Some languages have neither long vowels nor long consonants (French, Spanish, Portuguese), others have long vowels but only short consonants (English, German, Dutch), and there are some languages that have long and short consonants (Japanese, Italian, Swedish, Finnish, Hungarian, Arabic).
The only examples I've found in English are backcountry and backcourt, which have a long /k:/.
Anyway, in very fast speech, when you don't have the time to put a  pause between two words, it happens that English speakers pronounce long consonants (even if you're not aware, since they are not phonemic in English).
Coming back to 一 and 一致, if you say, very very fast, without any pause, "E chart" and "each chart" the consonant "ch" is longer in the second phrase. I'm sure you pronounce them differently, is it right?
For more examples see John Wells:
John Wells's phonetic blog


Isidore Demsky said:


> (And would they sound the same to a western ear?)

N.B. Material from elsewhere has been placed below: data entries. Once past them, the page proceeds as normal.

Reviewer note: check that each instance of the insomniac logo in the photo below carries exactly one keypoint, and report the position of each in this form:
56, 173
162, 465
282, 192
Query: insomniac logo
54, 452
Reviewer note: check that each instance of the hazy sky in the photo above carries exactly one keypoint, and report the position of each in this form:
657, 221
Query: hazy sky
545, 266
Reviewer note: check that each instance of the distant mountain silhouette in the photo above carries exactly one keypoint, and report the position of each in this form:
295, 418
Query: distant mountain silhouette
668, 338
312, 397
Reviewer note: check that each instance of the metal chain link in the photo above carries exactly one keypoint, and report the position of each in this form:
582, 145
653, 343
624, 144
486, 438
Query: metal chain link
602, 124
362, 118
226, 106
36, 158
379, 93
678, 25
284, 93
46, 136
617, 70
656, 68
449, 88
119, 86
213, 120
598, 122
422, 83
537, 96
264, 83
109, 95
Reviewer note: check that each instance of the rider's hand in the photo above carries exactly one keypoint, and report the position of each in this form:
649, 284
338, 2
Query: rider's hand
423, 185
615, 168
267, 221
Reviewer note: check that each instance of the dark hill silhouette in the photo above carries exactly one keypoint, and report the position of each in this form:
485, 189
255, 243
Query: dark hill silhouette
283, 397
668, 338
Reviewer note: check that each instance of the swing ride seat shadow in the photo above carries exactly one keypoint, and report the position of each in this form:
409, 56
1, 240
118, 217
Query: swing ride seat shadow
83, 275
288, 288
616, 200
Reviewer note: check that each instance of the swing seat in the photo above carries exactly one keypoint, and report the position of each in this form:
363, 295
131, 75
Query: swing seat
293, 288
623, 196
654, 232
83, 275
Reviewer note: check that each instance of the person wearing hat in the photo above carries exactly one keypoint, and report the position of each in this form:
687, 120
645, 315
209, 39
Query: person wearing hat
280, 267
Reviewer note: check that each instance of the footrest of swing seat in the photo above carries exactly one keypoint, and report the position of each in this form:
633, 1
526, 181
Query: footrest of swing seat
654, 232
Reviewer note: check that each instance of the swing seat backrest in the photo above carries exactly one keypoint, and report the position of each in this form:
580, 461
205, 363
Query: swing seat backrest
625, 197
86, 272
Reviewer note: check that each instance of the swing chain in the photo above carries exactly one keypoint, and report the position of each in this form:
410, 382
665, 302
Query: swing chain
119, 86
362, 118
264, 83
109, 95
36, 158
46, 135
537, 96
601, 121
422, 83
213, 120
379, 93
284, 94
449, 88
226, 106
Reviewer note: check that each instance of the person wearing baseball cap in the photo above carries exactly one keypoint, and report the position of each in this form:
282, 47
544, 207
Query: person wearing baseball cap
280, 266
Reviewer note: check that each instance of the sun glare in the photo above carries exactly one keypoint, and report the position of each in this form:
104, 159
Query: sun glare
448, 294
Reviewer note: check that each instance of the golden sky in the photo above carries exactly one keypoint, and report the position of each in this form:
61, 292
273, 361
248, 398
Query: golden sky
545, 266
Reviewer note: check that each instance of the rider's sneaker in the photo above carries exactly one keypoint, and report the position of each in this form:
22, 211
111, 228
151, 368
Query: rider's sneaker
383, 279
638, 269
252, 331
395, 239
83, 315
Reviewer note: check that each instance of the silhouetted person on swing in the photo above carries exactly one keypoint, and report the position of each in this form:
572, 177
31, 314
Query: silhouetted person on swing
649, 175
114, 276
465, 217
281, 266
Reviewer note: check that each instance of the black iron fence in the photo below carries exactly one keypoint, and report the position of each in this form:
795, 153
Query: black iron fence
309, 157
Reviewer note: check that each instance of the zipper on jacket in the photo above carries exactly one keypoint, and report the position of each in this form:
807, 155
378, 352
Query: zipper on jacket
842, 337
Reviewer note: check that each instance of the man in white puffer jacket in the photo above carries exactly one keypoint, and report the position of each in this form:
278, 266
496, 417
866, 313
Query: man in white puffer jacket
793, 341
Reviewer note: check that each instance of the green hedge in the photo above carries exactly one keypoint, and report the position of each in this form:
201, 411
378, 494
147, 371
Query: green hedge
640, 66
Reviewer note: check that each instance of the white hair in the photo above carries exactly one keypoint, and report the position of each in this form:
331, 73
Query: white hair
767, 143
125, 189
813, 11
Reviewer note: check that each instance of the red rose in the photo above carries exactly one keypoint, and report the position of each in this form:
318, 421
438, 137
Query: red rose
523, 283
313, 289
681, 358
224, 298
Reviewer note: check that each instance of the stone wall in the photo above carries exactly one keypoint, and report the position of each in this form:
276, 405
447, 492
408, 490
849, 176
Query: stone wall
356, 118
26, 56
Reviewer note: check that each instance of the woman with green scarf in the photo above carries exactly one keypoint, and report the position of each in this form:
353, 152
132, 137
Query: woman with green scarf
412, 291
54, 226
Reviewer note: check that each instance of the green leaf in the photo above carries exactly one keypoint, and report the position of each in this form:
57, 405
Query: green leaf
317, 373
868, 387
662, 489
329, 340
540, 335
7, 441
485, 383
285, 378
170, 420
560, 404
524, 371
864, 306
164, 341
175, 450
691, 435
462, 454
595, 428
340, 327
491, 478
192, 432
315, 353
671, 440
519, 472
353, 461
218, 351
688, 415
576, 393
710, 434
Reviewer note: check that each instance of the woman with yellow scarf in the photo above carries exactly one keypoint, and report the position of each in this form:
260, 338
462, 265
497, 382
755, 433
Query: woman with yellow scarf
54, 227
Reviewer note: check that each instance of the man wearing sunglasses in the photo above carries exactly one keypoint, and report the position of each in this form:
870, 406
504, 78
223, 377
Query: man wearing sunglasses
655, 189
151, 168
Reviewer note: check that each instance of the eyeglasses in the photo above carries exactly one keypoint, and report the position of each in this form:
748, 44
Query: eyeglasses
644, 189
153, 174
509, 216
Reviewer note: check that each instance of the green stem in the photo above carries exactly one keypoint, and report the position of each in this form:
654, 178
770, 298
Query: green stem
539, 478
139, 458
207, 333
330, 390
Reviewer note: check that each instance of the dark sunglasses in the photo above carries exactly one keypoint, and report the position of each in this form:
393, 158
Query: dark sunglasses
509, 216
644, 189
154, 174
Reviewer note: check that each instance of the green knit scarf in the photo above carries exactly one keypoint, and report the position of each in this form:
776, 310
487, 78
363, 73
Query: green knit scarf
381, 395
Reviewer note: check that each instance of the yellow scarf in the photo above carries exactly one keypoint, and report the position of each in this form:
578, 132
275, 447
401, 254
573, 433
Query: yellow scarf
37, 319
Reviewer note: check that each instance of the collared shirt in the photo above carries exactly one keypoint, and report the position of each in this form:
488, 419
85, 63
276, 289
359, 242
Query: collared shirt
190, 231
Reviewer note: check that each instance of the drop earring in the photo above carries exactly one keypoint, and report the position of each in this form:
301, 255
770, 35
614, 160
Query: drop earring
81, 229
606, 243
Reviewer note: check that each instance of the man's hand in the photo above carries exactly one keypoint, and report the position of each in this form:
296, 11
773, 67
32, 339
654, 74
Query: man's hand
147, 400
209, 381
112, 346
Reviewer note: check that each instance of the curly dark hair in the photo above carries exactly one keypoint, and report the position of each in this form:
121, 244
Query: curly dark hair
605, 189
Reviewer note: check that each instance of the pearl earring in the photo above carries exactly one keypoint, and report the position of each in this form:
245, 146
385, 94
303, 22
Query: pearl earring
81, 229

They sound different to an Italian, Finnish, Swedish, Hungarian, Turkish ear.


Isidore Demsky said:


> I never have been able to get this site to work on my device


Try this one:
一  OJAD - 検索結果
一致  OJAD - 検索結果


----------



## citrustree

Isidore Demsky said:


> I never have been able to get this site to work on my device, and I can't hear anything.
> 
> Do they sound alike?
> 
> (And would they sound the same to a western ear?)


I don't think a Japanese person would mix up 一 and 一致, though they do sound kind of similar. 

From my experience of hearing native English speakers say Japanese words, I believe that words like 一 and 一致 must sound almost the same to them. As Nino83 says, in Italian this difference is important (I can think of baci and Bacci) and I believe Italian people wouldn't have any problem in distinguishing 一 and 一致 in Japanese.

The difference between 一 and 一致 is that there is a one-consonant worth of pause in 一致 ("っ"), whereas there's none in 一. With 一致, you suddenly stop after saying い (i) and pause briefly, in which you can imagine saying the consonant that follows (in this case "ch"), and then say ち (chi). With 一, you say the whole word without such a pause. This difference is very distinct and important in Japanese. 肩 (kata)　and 勝った (katta) have the same difference as 一 and 一致.


----------



## Nino83

citrustree said:


> there is a one-consonant worth of pause in 一致 ("っ"),



In phonetic terms it can be a glottal stop [ʔʨ] or an unreleased consonant [ʨ̚ ʨ]. The difference is that in the second case you put your thong in the right position, as if you wanted to pronounce that consonant but you hold that position for some time before pronouncing the consonant. I think in Japanese (like in Italian) long consonants are more similar to an unreleased consonant followed by a released consonant. Put your thong in the right position, wait a little and then release it.


----------